The West Nile virus rate in mosquitoes is way up in metro Atlanta this summer compared to last year, and health officials are warning residents to take precautions.
Photo: iStockphoto.com/dabjola.
“The hot temperatures and relatively dry conditions probably contributed to the spike in infected mosquitoes,” says Rebecca Levine, a graduate student in Emory’s department of environmental studies. “This may be due to the fact that the heat allows the mosquitoes to develop faster and the lack of rain prevents developing larvae from being flushed out of the system, so they are more likely to
survive to adulthood.”
During Dekalb County’s entire 2010 May-to-October mosquito surveillance, 26 samples of mosquitoes tested positive for WNV, according to the Dekalb Board of Health. This year, with a month-and-a-half remaining for surveillance, the county already reports nearly 80 positive test results. “That’s a remarkable increase,” Levine says.

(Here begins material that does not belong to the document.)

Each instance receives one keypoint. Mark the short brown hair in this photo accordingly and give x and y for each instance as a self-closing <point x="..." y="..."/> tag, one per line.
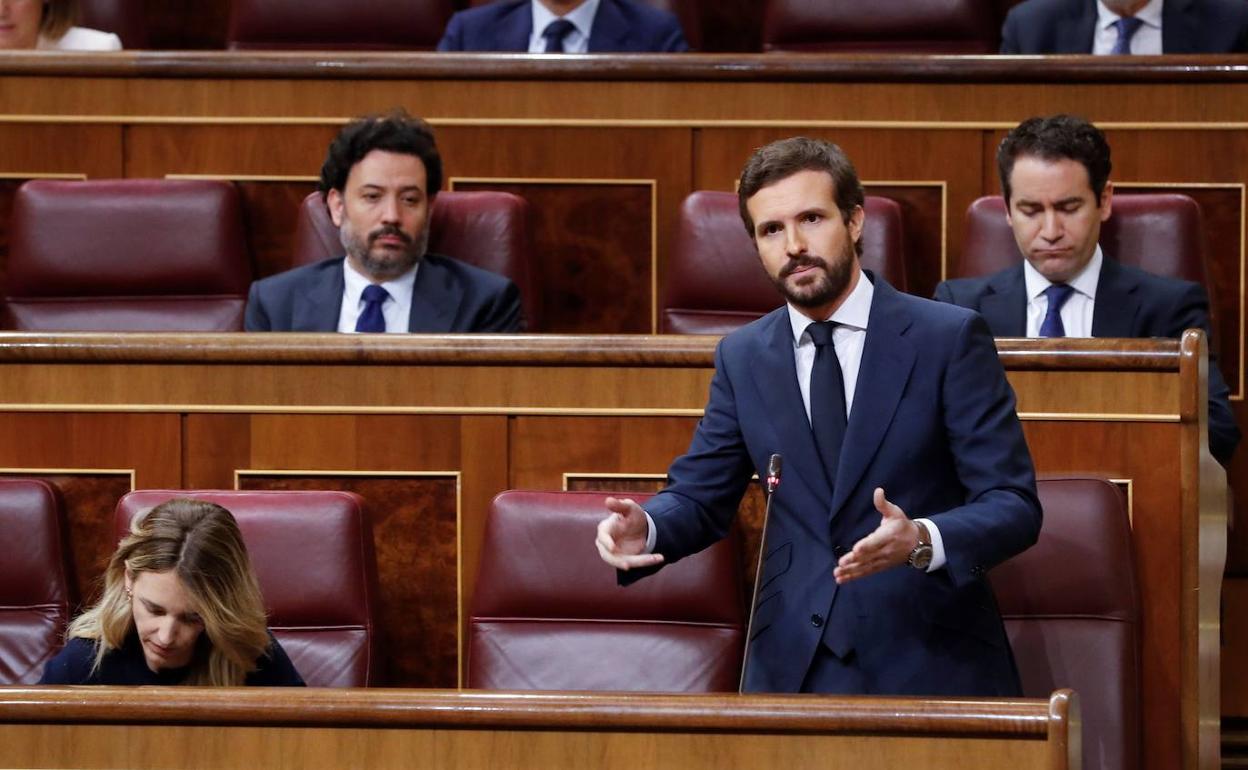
<point x="788" y="156"/>
<point x="59" y="16"/>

The peak season for WNV begins in August and continues until the weather gets cooler. Last week, Dekalb County reported the first human case of WNV this year, in a 79-year-old resident of Tucker.
Protect your peeps: Environmental studies students are doing the painstaking work of mist-netting birds and testing them for WNV, to track how the virus moves through an urban environment. Photos by Ryan Huang, above, and Rebecca Levine, below.
To reduce your risk, Levine advises wearing long sleeves and pants and using insect repellant if you are outdoors from dusk through dawn, when the species of mosquitoes that carry WNV are active. For more information about WNV and how to prevent it, call the Dekalb Board of Health, 404-508-7900, or visit its Web site.
The current soaking of metro Atlanta by the remnants of Hurricane Lee may dampen down the mosquito activity a bit, “but they’ll be back, for sure,” Levine says.
Emory’s department of environmental studies is studying the transmission risk of WNV in metro Atlanta. Mosquitoes are the vectors for WNV and birds are the amplifying hosts.
For her dissertation, Levine is monitoring how WNV moves among mosquitoes and birds in an urban environment. At nine different parks and forested areas in metro Atlanta, Emory researchers are capturing birds in mist nets, then tagging them and taking blood samples before releasing them.
“Our preliminary results are showing that the sites where humans are most active have significantly higher transmission rates in birds than in undisturbed urban forests and more secluded portions of parks,” Levine says.